Shadiin and Delma open this week's episode with warmth, love, and light. Or...not. They move into a conversation about the ways their own inside jokes have potentially caused harm to some of our listeners-which leads to a broader analysis of how we might come to conclusions about what's acceptable and what's not-and to what extent we're even equipped to have those conversations with one another. We discuss the isolation and shaming that can come from our triggers running encountering our inability to skillfully hold these conversations.

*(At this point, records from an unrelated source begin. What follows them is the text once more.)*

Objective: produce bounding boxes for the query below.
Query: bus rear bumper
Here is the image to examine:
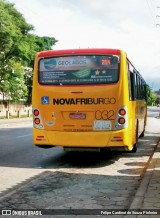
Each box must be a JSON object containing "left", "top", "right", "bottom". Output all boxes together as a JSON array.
[{"left": 33, "top": 128, "right": 132, "bottom": 150}]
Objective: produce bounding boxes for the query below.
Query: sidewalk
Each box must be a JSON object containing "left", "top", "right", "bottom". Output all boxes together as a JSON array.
[{"left": 130, "top": 142, "right": 160, "bottom": 210}]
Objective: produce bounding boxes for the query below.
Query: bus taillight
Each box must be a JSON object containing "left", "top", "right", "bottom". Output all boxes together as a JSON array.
[
  {"left": 119, "top": 108, "right": 126, "bottom": 116},
  {"left": 34, "top": 118, "right": 40, "bottom": 125},
  {"left": 33, "top": 109, "right": 39, "bottom": 117},
  {"left": 114, "top": 106, "right": 128, "bottom": 130},
  {"left": 118, "top": 117, "right": 125, "bottom": 124}
]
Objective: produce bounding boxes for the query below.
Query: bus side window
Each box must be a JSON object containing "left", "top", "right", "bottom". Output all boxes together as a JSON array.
[{"left": 130, "top": 72, "right": 137, "bottom": 101}]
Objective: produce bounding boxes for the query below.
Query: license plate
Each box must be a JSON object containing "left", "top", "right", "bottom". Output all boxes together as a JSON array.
[
  {"left": 69, "top": 113, "right": 86, "bottom": 120},
  {"left": 94, "top": 120, "right": 112, "bottom": 130}
]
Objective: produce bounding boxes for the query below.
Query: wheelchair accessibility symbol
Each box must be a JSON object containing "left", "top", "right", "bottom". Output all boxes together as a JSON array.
[{"left": 41, "top": 96, "right": 49, "bottom": 104}]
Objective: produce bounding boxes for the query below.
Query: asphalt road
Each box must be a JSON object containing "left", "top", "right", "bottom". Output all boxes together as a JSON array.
[{"left": 0, "top": 108, "right": 160, "bottom": 214}]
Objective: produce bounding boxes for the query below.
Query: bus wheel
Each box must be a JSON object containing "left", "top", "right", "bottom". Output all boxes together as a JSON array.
[
  {"left": 132, "top": 123, "right": 138, "bottom": 153},
  {"left": 35, "top": 145, "right": 54, "bottom": 149},
  {"left": 139, "top": 129, "right": 145, "bottom": 138}
]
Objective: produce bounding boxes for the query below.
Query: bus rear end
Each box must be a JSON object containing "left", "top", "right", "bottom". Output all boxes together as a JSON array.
[{"left": 32, "top": 49, "right": 133, "bottom": 150}]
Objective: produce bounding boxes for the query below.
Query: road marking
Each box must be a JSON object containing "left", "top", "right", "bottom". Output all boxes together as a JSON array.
[{"left": 16, "top": 134, "right": 32, "bottom": 139}]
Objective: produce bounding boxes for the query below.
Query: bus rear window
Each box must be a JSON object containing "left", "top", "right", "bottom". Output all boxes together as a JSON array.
[{"left": 38, "top": 55, "right": 119, "bottom": 85}]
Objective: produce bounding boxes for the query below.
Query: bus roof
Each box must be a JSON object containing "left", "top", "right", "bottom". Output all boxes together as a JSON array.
[{"left": 38, "top": 48, "right": 121, "bottom": 57}]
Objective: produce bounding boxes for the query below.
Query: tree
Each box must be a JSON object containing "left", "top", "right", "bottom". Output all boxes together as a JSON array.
[
  {"left": 147, "top": 86, "right": 157, "bottom": 106},
  {"left": 0, "top": 0, "right": 57, "bottom": 104}
]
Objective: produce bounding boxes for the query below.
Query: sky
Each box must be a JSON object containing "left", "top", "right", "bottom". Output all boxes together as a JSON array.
[{"left": 8, "top": 0, "right": 160, "bottom": 89}]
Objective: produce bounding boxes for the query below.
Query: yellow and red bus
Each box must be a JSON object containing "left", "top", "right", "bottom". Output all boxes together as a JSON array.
[{"left": 32, "top": 49, "right": 147, "bottom": 152}]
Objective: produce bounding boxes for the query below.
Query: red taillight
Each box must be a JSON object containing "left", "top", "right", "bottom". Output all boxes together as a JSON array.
[
  {"left": 33, "top": 109, "right": 39, "bottom": 116},
  {"left": 118, "top": 117, "right": 125, "bottom": 124},
  {"left": 34, "top": 118, "right": 40, "bottom": 125},
  {"left": 119, "top": 109, "right": 126, "bottom": 116}
]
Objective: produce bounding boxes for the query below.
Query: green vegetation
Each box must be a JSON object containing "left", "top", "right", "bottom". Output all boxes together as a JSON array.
[{"left": 0, "top": 0, "right": 57, "bottom": 104}]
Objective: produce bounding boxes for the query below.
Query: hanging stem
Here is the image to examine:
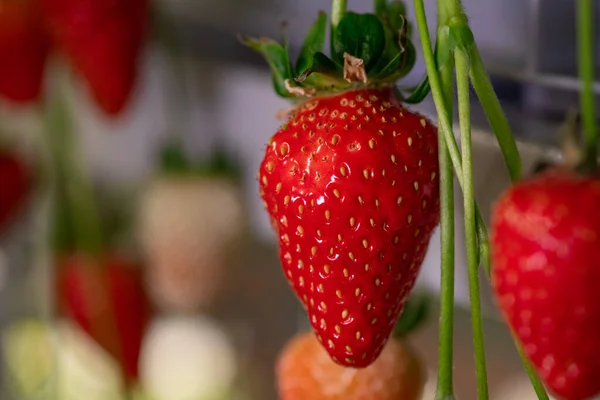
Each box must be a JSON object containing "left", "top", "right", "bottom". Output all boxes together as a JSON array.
[
  {"left": 414, "top": 0, "right": 548, "bottom": 400},
  {"left": 577, "top": 0, "right": 598, "bottom": 166},
  {"left": 331, "top": 0, "right": 348, "bottom": 28},
  {"left": 435, "top": 54, "right": 455, "bottom": 400},
  {"left": 374, "top": 0, "right": 387, "bottom": 15},
  {"left": 454, "top": 49, "right": 489, "bottom": 399},
  {"left": 470, "top": 45, "right": 522, "bottom": 182}
]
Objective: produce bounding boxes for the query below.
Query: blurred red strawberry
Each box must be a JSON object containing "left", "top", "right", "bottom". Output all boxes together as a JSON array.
[
  {"left": 0, "top": 0, "right": 50, "bottom": 104},
  {"left": 0, "top": 152, "right": 31, "bottom": 234},
  {"left": 42, "top": 0, "right": 150, "bottom": 116},
  {"left": 57, "top": 254, "right": 151, "bottom": 381}
]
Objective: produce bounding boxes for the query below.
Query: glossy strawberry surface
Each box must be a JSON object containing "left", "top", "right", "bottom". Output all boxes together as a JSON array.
[
  {"left": 0, "top": 0, "right": 50, "bottom": 104},
  {"left": 259, "top": 89, "right": 439, "bottom": 368},
  {"left": 0, "top": 149, "right": 31, "bottom": 235},
  {"left": 492, "top": 170, "right": 600, "bottom": 400},
  {"left": 276, "top": 333, "right": 426, "bottom": 400}
]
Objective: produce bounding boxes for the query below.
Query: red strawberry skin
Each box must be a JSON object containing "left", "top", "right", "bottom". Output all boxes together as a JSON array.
[
  {"left": 0, "top": 150, "right": 31, "bottom": 234},
  {"left": 259, "top": 89, "right": 439, "bottom": 368},
  {"left": 492, "top": 170, "right": 600, "bottom": 400},
  {"left": 0, "top": 0, "right": 50, "bottom": 105},
  {"left": 43, "top": 0, "right": 149, "bottom": 116},
  {"left": 57, "top": 255, "right": 151, "bottom": 380}
]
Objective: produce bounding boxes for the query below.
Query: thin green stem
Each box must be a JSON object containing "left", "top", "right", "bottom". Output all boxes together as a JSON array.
[
  {"left": 435, "top": 55, "right": 454, "bottom": 400},
  {"left": 374, "top": 0, "right": 387, "bottom": 15},
  {"left": 331, "top": 0, "right": 348, "bottom": 29},
  {"left": 414, "top": 0, "right": 489, "bottom": 276},
  {"left": 511, "top": 332, "right": 550, "bottom": 400},
  {"left": 454, "top": 49, "right": 489, "bottom": 400},
  {"left": 414, "top": 0, "right": 548, "bottom": 400},
  {"left": 470, "top": 45, "right": 522, "bottom": 182},
  {"left": 438, "top": 0, "right": 464, "bottom": 25},
  {"left": 577, "top": 0, "right": 598, "bottom": 166}
]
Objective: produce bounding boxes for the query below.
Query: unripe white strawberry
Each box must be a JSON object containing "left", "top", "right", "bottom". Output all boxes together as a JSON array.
[
  {"left": 139, "top": 174, "right": 245, "bottom": 312},
  {"left": 140, "top": 317, "right": 239, "bottom": 400}
]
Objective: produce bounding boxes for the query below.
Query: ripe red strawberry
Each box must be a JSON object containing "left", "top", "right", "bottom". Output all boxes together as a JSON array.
[
  {"left": 0, "top": 0, "right": 50, "bottom": 104},
  {"left": 276, "top": 333, "right": 426, "bottom": 400},
  {"left": 57, "top": 255, "right": 150, "bottom": 380},
  {"left": 259, "top": 89, "right": 439, "bottom": 367},
  {"left": 0, "top": 149, "right": 31, "bottom": 234},
  {"left": 43, "top": 0, "right": 149, "bottom": 116},
  {"left": 492, "top": 169, "right": 600, "bottom": 400},
  {"left": 242, "top": 1, "right": 439, "bottom": 368}
]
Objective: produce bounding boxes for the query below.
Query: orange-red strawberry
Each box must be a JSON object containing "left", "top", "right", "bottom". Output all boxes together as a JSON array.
[
  {"left": 276, "top": 333, "right": 426, "bottom": 400},
  {"left": 43, "top": 0, "right": 149, "bottom": 116},
  {"left": 0, "top": 149, "right": 31, "bottom": 235},
  {"left": 0, "top": 0, "right": 50, "bottom": 104},
  {"left": 492, "top": 169, "right": 600, "bottom": 400},
  {"left": 259, "top": 89, "right": 439, "bottom": 367}
]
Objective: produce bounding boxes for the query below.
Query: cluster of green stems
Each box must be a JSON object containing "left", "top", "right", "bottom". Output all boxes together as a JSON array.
[{"left": 331, "top": 0, "right": 597, "bottom": 400}]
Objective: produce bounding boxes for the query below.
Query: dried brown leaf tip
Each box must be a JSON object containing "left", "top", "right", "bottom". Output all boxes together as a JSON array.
[{"left": 284, "top": 79, "right": 316, "bottom": 97}]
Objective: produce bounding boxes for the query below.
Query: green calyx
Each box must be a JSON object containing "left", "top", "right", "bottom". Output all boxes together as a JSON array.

DIJ welcomes Scott Nine-Assistant Superintendent for the Oregon Department of Education’s Office of Education Innovation and Improvement. Scott discusses his journey through his childhood in a faith community, grappling with the politics of whiteness within his own family, and wrestling with working to constantly expand his world view. Scott draws on these narratives as he moves into his current role and his vulnerability when working on justice issues as a white, cisgender male, and how his commitment to equity rests in a willingness to keep doing "the work" even as you know you're going to get things wrong along the way. After confessing profound pettiness, Scott joins Shadiin and Delma in analyzing the role of ism's articulated by celebrities and how our feelings about their words inform us.
Delma & Shadiin open the episode reflecting on Delma's obvious high quality as reflected by the quality of his guests. Shadiin complains about having to confess her pettiness first as they dive into notions of retribution and rest. Delma confesses to being often on a high moral horse when working with white people and they discuss the benefits and setbacks of leveraging white guilt. DIJ welcomes Lt. Col. Adrian Massey to the show. Adrian is a lifelong friend of Delma's and has spent almost two decades serving in the US Army. Adrian takes us on a journey through his challenges and triumphs. He reflects on freedom, friendship, and faith and the power of poetry to "break up" otherwise barren soil.